Putin’i Lenin’in politikasında en üzen şey bu işte! Lenin’in her türlü milliyetçiliği aşan, geride bırakan, halkları proletarya enternasyonalizminde birleştiren yanı. Lenin’i despotlukla, diktatörlük düşkünlüğüyle, gaddarlıkla eleştiren burjuva aydınlarına Putin istemeden bir tekzip yazdı. Bu çağda, halklar arasındaki eşitsizlik en azgın haliyle devam ederken, demokrasinin en önemli boyutlarından birini ulusal sorun, yani ulusların gerçekten eşitlenmesi sorunu oluşturur. Modern çağda bu konuda Lenin kadar demokrat başka bir tek şahsiyet yoktur! Putin de Lenin’den o yüzden şikâyetçi!
Putin, sadece Lenin’e saldırmakla kalmamış. Stalin’in üniter devlet (bizde fetiş haline gelmiş olan tekçilik) yanlısı olduğunu da kaydederek Stalin’i Lenin’in karşısına koymuş. El hak, durumu anlatması yine birçok Stalinistten daha isabetli. Lenin enternasyonalist, federalist, Stalin milliyetçi, üniterci. Güzel. Yalnız Putin tarihten hiçbir ders alamadığını da kanıtlıyor. Temel iddiası Lenin’in federalizmi ile dünkü SSCB’nin, bugünkü Rusya Federasyonu’nun temeline saatli bomba koymuş olduğu. Okuyucularımızın bazılarının bile bu argümanın çekiciliğine kapılacağını tahmin edebiliyoruz.

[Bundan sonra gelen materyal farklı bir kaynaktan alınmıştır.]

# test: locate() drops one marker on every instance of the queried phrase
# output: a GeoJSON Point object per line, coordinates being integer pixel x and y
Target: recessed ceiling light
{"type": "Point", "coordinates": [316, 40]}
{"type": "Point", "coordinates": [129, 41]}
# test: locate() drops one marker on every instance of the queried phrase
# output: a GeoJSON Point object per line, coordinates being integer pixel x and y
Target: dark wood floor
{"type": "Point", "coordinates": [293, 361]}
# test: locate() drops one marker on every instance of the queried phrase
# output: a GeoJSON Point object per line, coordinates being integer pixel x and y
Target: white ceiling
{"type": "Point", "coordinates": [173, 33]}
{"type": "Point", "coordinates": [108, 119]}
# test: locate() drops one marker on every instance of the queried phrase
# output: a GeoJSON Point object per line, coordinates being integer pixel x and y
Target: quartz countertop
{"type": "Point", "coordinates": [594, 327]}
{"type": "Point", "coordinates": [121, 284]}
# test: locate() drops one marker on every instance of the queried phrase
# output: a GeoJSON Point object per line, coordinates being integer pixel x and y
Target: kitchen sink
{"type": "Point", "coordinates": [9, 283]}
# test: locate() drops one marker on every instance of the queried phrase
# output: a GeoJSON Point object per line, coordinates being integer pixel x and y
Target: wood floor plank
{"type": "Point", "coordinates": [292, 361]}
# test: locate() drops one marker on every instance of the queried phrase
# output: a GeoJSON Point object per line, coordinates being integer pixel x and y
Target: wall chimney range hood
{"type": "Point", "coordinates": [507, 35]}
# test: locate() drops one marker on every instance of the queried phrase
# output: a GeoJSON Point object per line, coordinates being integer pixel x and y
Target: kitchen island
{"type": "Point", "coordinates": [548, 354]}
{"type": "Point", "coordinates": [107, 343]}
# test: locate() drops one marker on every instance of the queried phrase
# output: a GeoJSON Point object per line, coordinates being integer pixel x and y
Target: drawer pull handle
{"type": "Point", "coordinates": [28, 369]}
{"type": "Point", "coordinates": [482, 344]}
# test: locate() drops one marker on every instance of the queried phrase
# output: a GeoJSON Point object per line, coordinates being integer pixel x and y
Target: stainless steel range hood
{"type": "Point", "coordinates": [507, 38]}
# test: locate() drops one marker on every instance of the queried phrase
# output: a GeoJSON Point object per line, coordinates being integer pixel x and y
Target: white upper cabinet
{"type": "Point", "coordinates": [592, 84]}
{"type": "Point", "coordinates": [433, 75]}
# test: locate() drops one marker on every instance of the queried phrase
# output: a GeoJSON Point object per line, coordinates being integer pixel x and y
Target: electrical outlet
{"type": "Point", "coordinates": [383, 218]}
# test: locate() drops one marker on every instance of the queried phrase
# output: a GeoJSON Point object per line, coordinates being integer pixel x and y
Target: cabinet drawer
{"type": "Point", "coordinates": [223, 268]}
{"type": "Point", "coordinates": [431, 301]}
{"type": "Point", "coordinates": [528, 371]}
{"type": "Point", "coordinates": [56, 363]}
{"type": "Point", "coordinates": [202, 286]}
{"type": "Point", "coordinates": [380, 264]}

Küçücük bir sorun var. Lenin’in federalizmi kısa bir tarihsel parantez dışında uygulanmadı! Buna karşılık Stalin’in politikası onyıllar boyunca uygulandı. Şimdi eski Sovyetler Birliği dağıldıysa, faturasını uygulanmayan Leninist federalizme çıkarmak yerine Stalin’in Rus şovenizmine çıkarmak çok daha akla uygun.

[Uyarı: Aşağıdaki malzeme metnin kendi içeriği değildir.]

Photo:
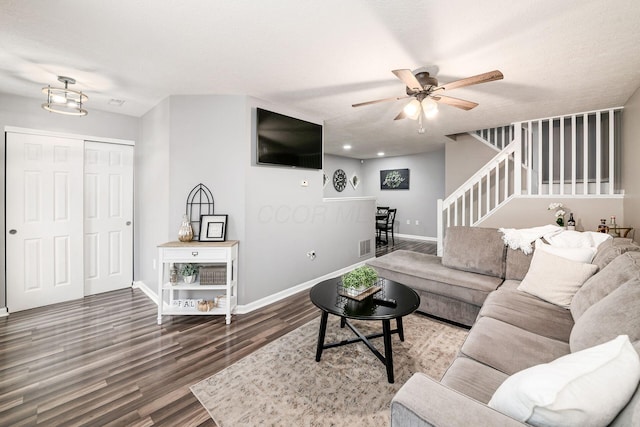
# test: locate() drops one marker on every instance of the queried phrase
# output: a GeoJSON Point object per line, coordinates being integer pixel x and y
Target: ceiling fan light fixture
{"type": "Point", "coordinates": [412, 109]}
{"type": "Point", "coordinates": [430, 107]}
{"type": "Point", "coordinates": [64, 100]}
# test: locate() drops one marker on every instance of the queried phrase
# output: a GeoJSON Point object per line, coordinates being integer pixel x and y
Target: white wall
{"type": "Point", "coordinates": [631, 157]}
{"type": "Point", "coordinates": [419, 202]}
{"type": "Point", "coordinates": [26, 113]}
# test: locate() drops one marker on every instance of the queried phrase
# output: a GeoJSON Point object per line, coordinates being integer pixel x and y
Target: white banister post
{"type": "Point", "coordinates": [517, 161]}
{"type": "Point", "coordinates": [611, 153]}
{"type": "Point", "coordinates": [440, 230]}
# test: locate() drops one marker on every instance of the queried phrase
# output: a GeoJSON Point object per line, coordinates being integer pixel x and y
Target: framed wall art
{"type": "Point", "coordinates": [213, 228]}
{"type": "Point", "coordinates": [394, 179]}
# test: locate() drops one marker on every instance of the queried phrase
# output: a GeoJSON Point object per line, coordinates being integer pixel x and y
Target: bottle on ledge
{"type": "Point", "coordinates": [571, 223]}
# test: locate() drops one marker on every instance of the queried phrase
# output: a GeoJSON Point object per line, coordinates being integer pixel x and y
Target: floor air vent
{"type": "Point", "coordinates": [365, 248]}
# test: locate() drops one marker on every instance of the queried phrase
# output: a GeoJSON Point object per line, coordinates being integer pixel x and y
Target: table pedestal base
{"type": "Point", "coordinates": [387, 359]}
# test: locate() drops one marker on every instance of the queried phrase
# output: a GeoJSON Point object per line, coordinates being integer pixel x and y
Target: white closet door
{"type": "Point", "coordinates": [108, 216]}
{"type": "Point", "coordinates": [43, 220]}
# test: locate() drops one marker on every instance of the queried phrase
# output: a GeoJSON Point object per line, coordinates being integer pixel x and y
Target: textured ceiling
{"type": "Point", "coordinates": [319, 57]}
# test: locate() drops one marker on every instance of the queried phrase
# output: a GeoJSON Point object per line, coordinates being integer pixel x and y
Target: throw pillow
{"type": "Point", "coordinates": [588, 387]}
{"type": "Point", "coordinates": [585, 254]}
{"type": "Point", "coordinates": [555, 279]}
{"type": "Point", "coordinates": [616, 314]}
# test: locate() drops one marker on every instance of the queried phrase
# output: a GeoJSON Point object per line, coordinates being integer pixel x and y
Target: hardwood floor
{"type": "Point", "coordinates": [103, 360]}
{"type": "Point", "coordinates": [409, 245]}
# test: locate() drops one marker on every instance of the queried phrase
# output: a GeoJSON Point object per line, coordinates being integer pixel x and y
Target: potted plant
{"type": "Point", "coordinates": [359, 280]}
{"type": "Point", "coordinates": [188, 272]}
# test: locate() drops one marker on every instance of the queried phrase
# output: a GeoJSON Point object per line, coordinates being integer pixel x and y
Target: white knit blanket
{"type": "Point", "coordinates": [523, 237]}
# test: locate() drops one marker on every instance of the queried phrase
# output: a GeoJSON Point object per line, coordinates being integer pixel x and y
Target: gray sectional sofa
{"type": "Point", "coordinates": [476, 283]}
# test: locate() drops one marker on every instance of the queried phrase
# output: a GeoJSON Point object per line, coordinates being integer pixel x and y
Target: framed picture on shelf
{"type": "Point", "coordinates": [213, 228]}
{"type": "Point", "coordinates": [394, 179]}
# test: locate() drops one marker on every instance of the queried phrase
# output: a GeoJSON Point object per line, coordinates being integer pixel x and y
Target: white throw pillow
{"type": "Point", "coordinates": [555, 279]}
{"type": "Point", "coordinates": [586, 388]}
{"type": "Point", "coordinates": [585, 254]}
{"type": "Point", "coordinates": [571, 239]}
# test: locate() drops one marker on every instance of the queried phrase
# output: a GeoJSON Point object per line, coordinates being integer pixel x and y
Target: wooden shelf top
{"type": "Point", "coordinates": [195, 243]}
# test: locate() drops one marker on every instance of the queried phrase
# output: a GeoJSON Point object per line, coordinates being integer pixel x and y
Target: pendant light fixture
{"type": "Point", "coordinates": [65, 101]}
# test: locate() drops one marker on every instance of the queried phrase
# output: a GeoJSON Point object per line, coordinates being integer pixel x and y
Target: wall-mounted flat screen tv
{"type": "Point", "coordinates": [286, 141]}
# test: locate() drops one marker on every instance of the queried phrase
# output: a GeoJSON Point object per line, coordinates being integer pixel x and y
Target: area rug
{"type": "Point", "coordinates": [281, 384]}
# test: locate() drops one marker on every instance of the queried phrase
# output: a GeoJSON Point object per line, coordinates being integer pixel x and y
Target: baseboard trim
{"type": "Point", "coordinates": [248, 308]}
{"type": "Point", "coordinates": [411, 236]}
{"type": "Point", "coordinates": [153, 296]}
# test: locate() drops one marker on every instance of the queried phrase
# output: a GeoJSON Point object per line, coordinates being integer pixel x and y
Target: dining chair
{"type": "Point", "coordinates": [386, 227]}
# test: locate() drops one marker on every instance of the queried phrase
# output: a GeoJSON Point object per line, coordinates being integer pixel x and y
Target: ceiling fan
{"type": "Point", "coordinates": [427, 93]}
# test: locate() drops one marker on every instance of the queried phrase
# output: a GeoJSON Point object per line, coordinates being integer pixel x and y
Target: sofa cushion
{"type": "Point", "coordinates": [575, 254]}
{"type": "Point", "coordinates": [517, 264]}
{"type": "Point", "coordinates": [616, 314]}
{"type": "Point", "coordinates": [611, 248]}
{"type": "Point", "coordinates": [425, 272]}
{"type": "Point", "coordinates": [569, 390]}
{"type": "Point", "coordinates": [528, 312]}
{"type": "Point", "coordinates": [555, 279]}
{"type": "Point", "coordinates": [473, 378]}
{"type": "Point", "coordinates": [617, 272]}
{"type": "Point", "coordinates": [474, 249]}
{"type": "Point", "coordinates": [508, 348]}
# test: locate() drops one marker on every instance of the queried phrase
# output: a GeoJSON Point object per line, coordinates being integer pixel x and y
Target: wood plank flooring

Ama Putin’in derdi üzüm yemek değil, bağcı dövmek. Onun gibi ezilen halklara düşman bir burjuva politikacısından başka ne beklenir?
Bazı turistik eşya satıcıları, burjuva ideolojisine kapılarak şöyle bir matruşka seti hazırlıyor: En dışta Putin, onun içinde Yeltsin, sonra sırasıyla Brejnev, Stalin, Lenin. Buna göre, Putin’in politikasının özü Lenin’den geliyor. Bu seti piyasadan çekseler daha doğru olacak. Baksanıza adam kendisi benim politikamın özü Stalin’den gelir, Lenin başımızın belası demiş!